Bon nombre d’arbres séculaires n’ont pas encore été présentés sur le blog, mais petit à petit le réseau des reporters s’étend et couvre de plus en plus de territoires. Suivons encore une fois Damien en Normandie [1] à la rencontre d’un phénomène : l’aubépine de Bouquetot, un arbre séculaire dont la renommée a largement dépassé les frontières de l’Eure.

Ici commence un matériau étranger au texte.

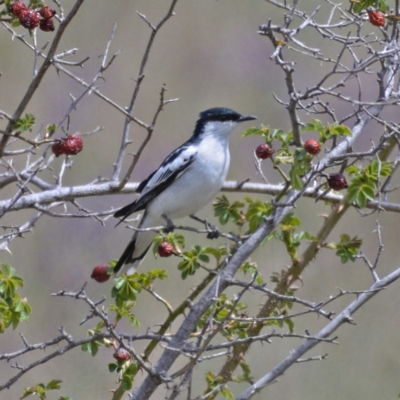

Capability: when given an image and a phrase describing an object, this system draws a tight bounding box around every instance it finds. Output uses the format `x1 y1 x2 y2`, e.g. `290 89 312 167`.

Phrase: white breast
147 135 230 219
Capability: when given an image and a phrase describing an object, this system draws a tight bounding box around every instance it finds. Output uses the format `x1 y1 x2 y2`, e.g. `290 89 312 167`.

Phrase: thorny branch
0 0 400 400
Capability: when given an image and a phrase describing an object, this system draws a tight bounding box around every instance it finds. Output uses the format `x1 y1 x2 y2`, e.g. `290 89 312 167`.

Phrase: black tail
114 233 152 274
114 236 137 274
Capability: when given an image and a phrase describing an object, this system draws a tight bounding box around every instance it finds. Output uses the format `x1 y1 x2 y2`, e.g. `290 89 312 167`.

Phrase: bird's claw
206 222 219 239
161 214 175 233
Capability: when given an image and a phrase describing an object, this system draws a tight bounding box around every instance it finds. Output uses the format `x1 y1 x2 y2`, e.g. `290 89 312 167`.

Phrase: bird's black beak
238 115 257 122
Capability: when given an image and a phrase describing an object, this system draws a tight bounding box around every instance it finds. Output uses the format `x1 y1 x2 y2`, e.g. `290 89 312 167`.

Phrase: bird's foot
206 221 219 239
161 214 175 233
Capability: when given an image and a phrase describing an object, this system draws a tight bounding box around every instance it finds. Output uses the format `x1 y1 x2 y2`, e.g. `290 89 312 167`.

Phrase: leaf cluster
21 379 70 400
346 160 393 208
0 264 32 333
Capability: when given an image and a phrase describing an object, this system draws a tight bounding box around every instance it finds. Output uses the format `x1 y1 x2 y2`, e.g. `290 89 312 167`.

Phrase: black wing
114 145 197 223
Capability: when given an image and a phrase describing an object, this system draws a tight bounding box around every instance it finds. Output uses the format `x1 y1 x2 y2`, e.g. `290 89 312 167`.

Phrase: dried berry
62 133 83 155
157 242 174 257
8 1 26 17
90 265 111 283
114 347 131 361
368 10 385 26
328 174 349 190
39 18 54 32
304 139 321 156
256 144 275 160
51 141 64 157
19 8 40 29
39 7 56 19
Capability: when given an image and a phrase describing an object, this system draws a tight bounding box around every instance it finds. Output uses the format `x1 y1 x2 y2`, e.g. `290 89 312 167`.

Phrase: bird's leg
161 214 175 233
190 215 219 239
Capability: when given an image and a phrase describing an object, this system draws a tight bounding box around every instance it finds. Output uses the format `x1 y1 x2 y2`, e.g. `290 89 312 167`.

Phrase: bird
114 107 257 275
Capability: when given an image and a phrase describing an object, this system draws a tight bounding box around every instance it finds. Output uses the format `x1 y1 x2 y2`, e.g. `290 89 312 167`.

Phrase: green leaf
289 167 304 190
347 179 376 208
220 386 235 399
13 114 35 132
108 363 118 372
336 234 362 264
245 197 274 233
121 375 133 391
213 195 244 225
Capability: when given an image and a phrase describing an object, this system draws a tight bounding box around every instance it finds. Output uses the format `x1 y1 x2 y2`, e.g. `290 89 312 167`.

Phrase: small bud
39 18 55 32
114 347 131 361
328 174 349 190
304 139 321 156
256 144 275 160
19 8 40 29
51 141 64 157
62 133 83 155
367 10 385 26
39 7 56 19
157 242 174 257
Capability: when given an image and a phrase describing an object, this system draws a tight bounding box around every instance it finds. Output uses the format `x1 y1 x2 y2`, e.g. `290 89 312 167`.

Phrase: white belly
147 136 230 219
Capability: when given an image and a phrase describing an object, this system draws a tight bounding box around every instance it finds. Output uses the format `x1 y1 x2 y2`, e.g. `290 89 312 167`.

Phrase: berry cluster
8 1 56 32
367 10 385 26
304 139 321 156
327 173 349 190
51 133 83 157
256 144 275 160
157 242 174 257
90 265 111 283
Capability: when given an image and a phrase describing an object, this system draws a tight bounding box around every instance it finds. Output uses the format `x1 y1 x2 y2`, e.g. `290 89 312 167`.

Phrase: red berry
8 1 26 17
157 242 174 257
51 141 64 157
62 133 83 155
39 18 54 32
368 10 385 26
304 139 321 156
90 265 111 283
114 347 131 361
256 144 275 160
19 8 40 29
39 7 56 19
328 174 349 190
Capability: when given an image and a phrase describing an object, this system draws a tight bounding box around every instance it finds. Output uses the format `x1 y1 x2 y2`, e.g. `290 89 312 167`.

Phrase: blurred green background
0 0 400 400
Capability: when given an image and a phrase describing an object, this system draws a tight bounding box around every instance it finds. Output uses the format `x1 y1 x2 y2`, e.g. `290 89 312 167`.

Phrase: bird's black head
194 107 257 136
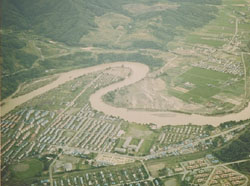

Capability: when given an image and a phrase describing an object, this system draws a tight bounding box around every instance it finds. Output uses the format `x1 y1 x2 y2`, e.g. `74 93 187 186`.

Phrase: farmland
0 0 250 186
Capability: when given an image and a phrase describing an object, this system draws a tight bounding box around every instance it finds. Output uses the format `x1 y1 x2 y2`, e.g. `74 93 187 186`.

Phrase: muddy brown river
1 62 250 127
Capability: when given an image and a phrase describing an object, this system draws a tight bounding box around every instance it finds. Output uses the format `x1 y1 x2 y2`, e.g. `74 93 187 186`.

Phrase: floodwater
1 62 250 127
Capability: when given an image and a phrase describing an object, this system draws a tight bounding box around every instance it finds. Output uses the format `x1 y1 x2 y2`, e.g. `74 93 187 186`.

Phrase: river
1 62 250 127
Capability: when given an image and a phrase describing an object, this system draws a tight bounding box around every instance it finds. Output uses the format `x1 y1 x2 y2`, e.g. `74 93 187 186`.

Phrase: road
47 74 101 186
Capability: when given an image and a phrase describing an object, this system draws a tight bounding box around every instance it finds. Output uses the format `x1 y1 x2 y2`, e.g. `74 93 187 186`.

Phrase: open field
12 159 43 180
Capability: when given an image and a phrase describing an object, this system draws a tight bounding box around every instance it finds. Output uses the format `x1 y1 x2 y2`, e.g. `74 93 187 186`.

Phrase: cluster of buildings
158 126 206 146
46 165 148 186
209 167 247 186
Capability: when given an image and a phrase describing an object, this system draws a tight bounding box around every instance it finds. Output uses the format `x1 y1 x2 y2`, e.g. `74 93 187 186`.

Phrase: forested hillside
1 0 221 99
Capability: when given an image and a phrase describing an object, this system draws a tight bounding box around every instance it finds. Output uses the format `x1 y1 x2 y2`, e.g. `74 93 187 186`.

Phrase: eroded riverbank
1 62 250 127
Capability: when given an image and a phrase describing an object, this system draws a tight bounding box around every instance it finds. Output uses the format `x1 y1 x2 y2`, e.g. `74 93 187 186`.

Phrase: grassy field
11 159 43 180
124 123 158 155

Peu de données concernant cette aubépine si ce n’est quelques lignes de-ci de-là dans les livres, je m’appuierai donc sur les données fournies par Henri Gadeau de Kerville en 1891, ainsi que sur la fiche d’inventaire du patrimoine culturel de Bouquetot réalisée par Yann Leborgne [2]. Enfin, sachant l’aubépine protégée par une enceinte Damien n’avait pas pris de quoi la mesurer, mais des courriers ont été envoyés à différentes associations locales…
L’aubépine de Bouquetot, autrement appelée « La Belle Epine », est une aubépine blanche commune, régulièrement taillée en bol depuis le milieu du XIXème siècle, dont l’âge fut estimé il y a environ 120 ans par le naturaliste Henri Gadeau de Kerville qui lui attribuait plus de 500 ans. La « Belle-Épine » aurait donc aujourd’hui entre 600 et 700 ans, ce qui coïncide avec la date de plantation « vers 1360 » que lui attribue la tradition.
Selon la même tradition, la plantation de cette aubépine au début du règne du Charles V aurait procédé d’une célébration du rattachement de la Normandie à la France. Quoiqu’il en soit de la véracité historique de ce récit, il faut surtout retenir qu’il institue la Belle Epine comme un arbre de mémoire dont la naissance en tant qu’acte politique exprime des appartenances territoriales : elle resitue la localité de Bouquetot dans l’ensemble Normand, et cet ensemble Normand au sein de la France. La présence de cette aubépine est donc censée agir auprès des Hommes comme un rappel de territorialités.
Une telle interprétation de la légende de plantation de cet arbre est parfaitement compatible avec l’information livrée par Henri Gadeau de Kerville selon laquelle la pratique était autrefois répandue dans la campagne Normande de faire pousser des pieds d’aubépines pour délimiter des parcelles rurales. Usant de leur longévité, les propriétaires en plantaient aux angles de leur terrain afin de borner l’espace et s’assurer ainsi la pérennité d’une appartenance. Un tel rapport à l’aubépine pourrait expliquer pourquoi celle de Bouquetot est encore présentée de nos jours comme un « symbole de virginité » ; il y aurait peut-être derrière ce symbolisme une signification d’inviolabilité du territoire.
Mesures de mai 1891 : 2,21m de circonférence à 1m, hauteur totale de 3,78m.